Testing for simulated reality
If statistics can’t help, is there a way to distinguish between being in a simulated universe and a physical reality? There are certainly potential ‘glitches in the Matrix’ where our understanding of the Universe doesn’t fully fit together.
There have even been some suggestions that the finite speed of light could be a limitation of a simulation’s processing speed. Similarly, the fact that our Universe is made up of a collection of elementary particles could be a sign that our reality is ‘pixelated’. Or they could be just how a real universe works – we have no way of telling.
Short of waiting for the laws of physics to briefly fail, we need to be able to spot evidence that our existence is simulated.
I asked Nick Bostrom for suggestions. He replied, “There are clearly possible observations that would show that we are in a simulation. For example, the simulators could make a ‘window’ pop up in front of you with the text ‘YOU ARE LIVING IN A COMPUTER SIMULATION. CLICK HERE FOR MORE INFORMATION.’ Or they could uplift you into their level of reality.”

However, these are not tests that we can instigate – and there is no evidence that such interventions are likely.
As an alternative, Bostrom offered the possibility of obtaining indirect evidence: “The simulation hypothesis is empirically testable in the sense that there are possible observations we might make that would either increase or decrease the probability that it is true.”
Such observations would be about the chances of our civilisation surviving and wanting to create simulations – for example, if we identified hazards that would make it near-impossible for our civilisation to survive long enough for such technology to be developed – but it’s hard to see how this would be put into practice.
“I doubt that there is any simple experiment – like mixing some chemicals in a bottle and checking whether they turn red or blue – that would do that,” says Bostrom.
Prof Melvin Vopson of the University of Portsmouth’s physics department disagrees, suggesting that you can somehow detect the disappearance of the information contained in particles when they annihilate, which could give away that we are in a simulation.

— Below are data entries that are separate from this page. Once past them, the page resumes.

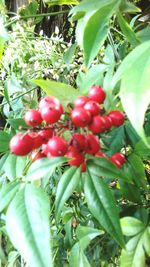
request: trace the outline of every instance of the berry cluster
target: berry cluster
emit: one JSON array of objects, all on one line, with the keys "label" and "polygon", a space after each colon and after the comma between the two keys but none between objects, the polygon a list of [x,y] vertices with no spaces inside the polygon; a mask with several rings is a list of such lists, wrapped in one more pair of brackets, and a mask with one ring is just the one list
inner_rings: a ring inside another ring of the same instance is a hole
[{"label": "berry cluster", "polygon": [[[113,110],[104,114],[102,104],[106,93],[100,86],[92,86],[88,96],[79,96],[69,113],[69,119],[63,120],[63,107],[55,97],[46,96],[39,102],[39,109],[28,110],[24,120],[29,129],[17,133],[10,141],[10,150],[17,156],[30,152],[32,161],[43,157],[68,157],[71,166],[82,165],[86,170],[86,154],[109,158],[118,168],[125,163],[121,153],[108,157],[101,151],[96,134],[109,131],[124,123],[124,113]],[[70,130],[72,137],[65,140],[63,133]]]}]

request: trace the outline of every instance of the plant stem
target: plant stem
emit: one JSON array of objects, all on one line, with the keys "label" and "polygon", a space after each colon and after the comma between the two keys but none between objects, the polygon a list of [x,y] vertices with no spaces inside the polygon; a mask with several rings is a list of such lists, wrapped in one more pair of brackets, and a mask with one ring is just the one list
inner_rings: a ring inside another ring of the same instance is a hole
[{"label": "plant stem", "polygon": [[[30,90],[28,90],[28,91],[26,91],[26,92],[24,92],[24,93],[22,93],[22,94],[20,94],[20,95],[18,95],[18,96],[16,96],[16,97],[14,97],[13,99],[11,99],[11,100],[9,101],[9,103],[11,103],[11,102],[13,102],[14,100],[16,100],[16,99],[18,99],[18,98],[20,98],[20,97],[22,97],[22,96],[24,96],[24,95],[30,93],[30,92],[33,91],[33,90],[35,90],[35,88],[32,88],[32,89],[30,89]],[[3,106],[5,106],[5,105],[7,105],[7,104],[8,104],[7,101],[3,102],[2,104],[0,104],[0,108],[3,107]]]},{"label": "plant stem", "polygon": [[63,11],[50,12],[50,13],[19,16],[18,19],[41,18],[41,17],[47,17],[47,16],[63,15],[63,14],[69,13],[69,11],[70,10],[63,10]]}]

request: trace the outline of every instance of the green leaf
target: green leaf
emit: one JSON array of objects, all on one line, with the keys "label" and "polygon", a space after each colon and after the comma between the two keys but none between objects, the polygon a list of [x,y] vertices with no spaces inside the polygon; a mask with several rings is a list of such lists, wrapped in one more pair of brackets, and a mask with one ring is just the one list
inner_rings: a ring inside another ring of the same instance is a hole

But this is not a widely accepted test.
Bostrom concluded, “Furthermore, if there were some such experiment, I’m not sure it would be a good idea to do it.”
After all, a simulation may no longer be worth running if its occupants know they aren’t real.
Where do we go from here?
Outside of energy limitations, there has been at least one attempt to use mathematics to disprove our potential simulated nature.
Although not the central topic of Consequences of Undecidability in Physics on the Theory of Everything by Mir Faizal, Lawrence M Krauss and others, the paper uses Gödel’s incompleteness theorems – which prove that there will always be unprovable statements in any mathematical system – to suggest that the Universe cannot be a simulation.
The authors argue that because there are aspects of the Universe that we can observe but that can’t be settled by an algorithm, we can’t be in a simulation. For example, it may be possible to see the behaviour of a black hole that isn’t describable mathematically.
However, this argument is purely theoretical: we don’t know if any existing scientific observations are not computable. Such arguments feel a little like medieval attempts to logically prove or disprove the existence of God.
To be a scientific hypothesis, there needs to be a mechanism to gather evidence for that hypothesis, even if it is, as yet, outside our technological grasp. It seems likely that, by this measure, the simulation hypothesis is not science.
You may never have a scientific method to determine whether your reality is anything more than processes within a computer program. But it won’t stop it being fun to ask.